2.2.2. Where either of the factors in 2.2.1.1. or 2.2.1.2. is present then the average NPAT of the Measured Entity over the last five years will be the basis for determining the Targets unless:

2.2.2.1. the Measured Entity did not make a profit on average over the last five years; or

2.2.2.2. the average net profit margin of the Measured Entity over the last five years was less than a quarter of the industry norm for the net profit margin during the Measurement Period.

2.2.3. Where either of the factors in 2.2.1.1. to 2.2.1.2. are present concurrently with either of the factors in 2.2.2.1. to 2.2.2.2. then the Indicative NPAT of the Measured Entity for the Measurement Period, will be the basis for determining the Targets.

2.2.3.1. the Indicative NPAT is the Revenue of the Measured Entity for the Measurement Period, multiplied by a quarter of the industry norm net profit margin for the Measurement Period.

2.2.3.2. the industry norm net profit margin must be determined with reference to the quarterly statistics supplied by Stats SA or such other verifiable data that might be available for the particular industry the Measured Entity operates within.

 

3. Total Measured Procurement Spend

 

3.1.Total Measured Procurement Spend is calculated as follows:

Cost of Sales + Operational Expenditure + Capital Expenditure = Total Expenditure

3.2. The following items are then excluded from Total Expenditure to determine Total Measured Procurement Spend:

3.3. Taxation:

Any amount payable to any person which represents a lawful tax or levy imposed by an organ of state authorised to impose such tax or levy, including rates imposed by a municipality or other local government.

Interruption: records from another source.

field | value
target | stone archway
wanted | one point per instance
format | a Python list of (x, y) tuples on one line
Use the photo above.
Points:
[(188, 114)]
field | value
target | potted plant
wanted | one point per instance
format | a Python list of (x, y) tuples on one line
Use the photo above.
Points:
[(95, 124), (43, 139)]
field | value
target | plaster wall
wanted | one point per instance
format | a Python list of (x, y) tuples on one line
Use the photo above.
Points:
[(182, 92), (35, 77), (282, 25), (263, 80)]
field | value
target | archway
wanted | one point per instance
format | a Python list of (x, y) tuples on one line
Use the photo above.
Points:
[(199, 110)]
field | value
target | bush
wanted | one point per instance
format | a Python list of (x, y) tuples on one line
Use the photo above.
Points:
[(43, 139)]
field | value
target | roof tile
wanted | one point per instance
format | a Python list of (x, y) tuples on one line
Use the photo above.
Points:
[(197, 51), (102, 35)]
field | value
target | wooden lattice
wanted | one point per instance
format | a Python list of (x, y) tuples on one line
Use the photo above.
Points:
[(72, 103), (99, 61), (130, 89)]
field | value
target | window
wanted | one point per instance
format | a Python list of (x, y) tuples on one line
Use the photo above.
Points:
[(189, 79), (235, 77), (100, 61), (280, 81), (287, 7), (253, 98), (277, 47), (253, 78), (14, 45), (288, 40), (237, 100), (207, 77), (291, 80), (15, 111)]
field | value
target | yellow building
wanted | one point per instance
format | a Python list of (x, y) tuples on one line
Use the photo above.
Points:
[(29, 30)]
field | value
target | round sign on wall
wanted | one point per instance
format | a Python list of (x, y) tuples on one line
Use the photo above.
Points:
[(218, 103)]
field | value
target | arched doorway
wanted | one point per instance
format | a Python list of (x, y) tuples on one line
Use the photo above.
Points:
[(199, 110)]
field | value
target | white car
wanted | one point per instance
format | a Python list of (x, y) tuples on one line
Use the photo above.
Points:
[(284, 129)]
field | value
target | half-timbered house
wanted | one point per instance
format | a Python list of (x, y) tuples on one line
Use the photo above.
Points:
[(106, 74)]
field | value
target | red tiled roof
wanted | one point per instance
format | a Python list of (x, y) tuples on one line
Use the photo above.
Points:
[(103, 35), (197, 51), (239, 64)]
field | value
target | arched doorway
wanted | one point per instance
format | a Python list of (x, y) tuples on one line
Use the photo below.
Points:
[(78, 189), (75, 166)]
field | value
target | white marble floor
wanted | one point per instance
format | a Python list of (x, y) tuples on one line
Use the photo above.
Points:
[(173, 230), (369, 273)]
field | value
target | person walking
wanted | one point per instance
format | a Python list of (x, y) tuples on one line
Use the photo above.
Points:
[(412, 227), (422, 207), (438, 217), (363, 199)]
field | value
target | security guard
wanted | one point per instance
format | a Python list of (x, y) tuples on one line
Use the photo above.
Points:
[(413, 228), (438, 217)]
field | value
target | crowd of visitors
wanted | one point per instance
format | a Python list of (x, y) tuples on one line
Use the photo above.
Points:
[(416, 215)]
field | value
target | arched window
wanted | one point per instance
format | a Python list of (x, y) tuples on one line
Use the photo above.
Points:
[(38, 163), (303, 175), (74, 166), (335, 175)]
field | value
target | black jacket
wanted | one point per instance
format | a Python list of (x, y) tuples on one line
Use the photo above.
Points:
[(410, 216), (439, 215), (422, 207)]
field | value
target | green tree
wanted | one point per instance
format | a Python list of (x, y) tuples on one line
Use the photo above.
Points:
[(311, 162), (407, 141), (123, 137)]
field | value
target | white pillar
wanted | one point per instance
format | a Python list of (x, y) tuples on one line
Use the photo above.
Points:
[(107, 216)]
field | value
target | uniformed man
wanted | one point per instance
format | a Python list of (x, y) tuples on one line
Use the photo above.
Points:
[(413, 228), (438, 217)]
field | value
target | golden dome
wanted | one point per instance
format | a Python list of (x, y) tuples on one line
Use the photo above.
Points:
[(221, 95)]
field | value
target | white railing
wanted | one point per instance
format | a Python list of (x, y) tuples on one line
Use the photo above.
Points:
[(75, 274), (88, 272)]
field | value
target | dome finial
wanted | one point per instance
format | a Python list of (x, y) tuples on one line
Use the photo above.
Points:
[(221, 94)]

3.4. Salaries, Wages, Remunerations and Emoluments:

Any amount payable to an employee as an element of their salary or wage and any emolument or similar payment paid to a director of a Measured Entity

3.5. Pass-Through Third-Party Procurement:

All procurement for a third-party or a client that is recorded as an expense in the third-party or client’s annual financial statements but is not recorded as such in the Measured Entity’s annual financial statements

3.6. Empowerment Related Procurement:

(a) Investments in or loans to an Associated Enterprise; and

(b) Investments, loans or donations qualifying for recognition under any statement under Code Series 400 (Enterprise and Supplier Development) or 500 (Socio-Economic Development)

3.7. Certain Imports:

(a) Imported capital goods or components for value-added production in South Africa provided that: –

(i) There is no existing local production of such capital goods or components; and

(ii) Importing those capital goods or components promotes further value-added production within South Africa.

(b) Imported goods and services other than those listed above if there is no local production of those goods or services including, but not limited to, imported goods or services that: –

(i) Carry a brand different to the locally produced goods or services; or

(ii) Have different technical specifications to the locally produced goods or services

(iii) The Measured Entity produce an Enterprise Development plan.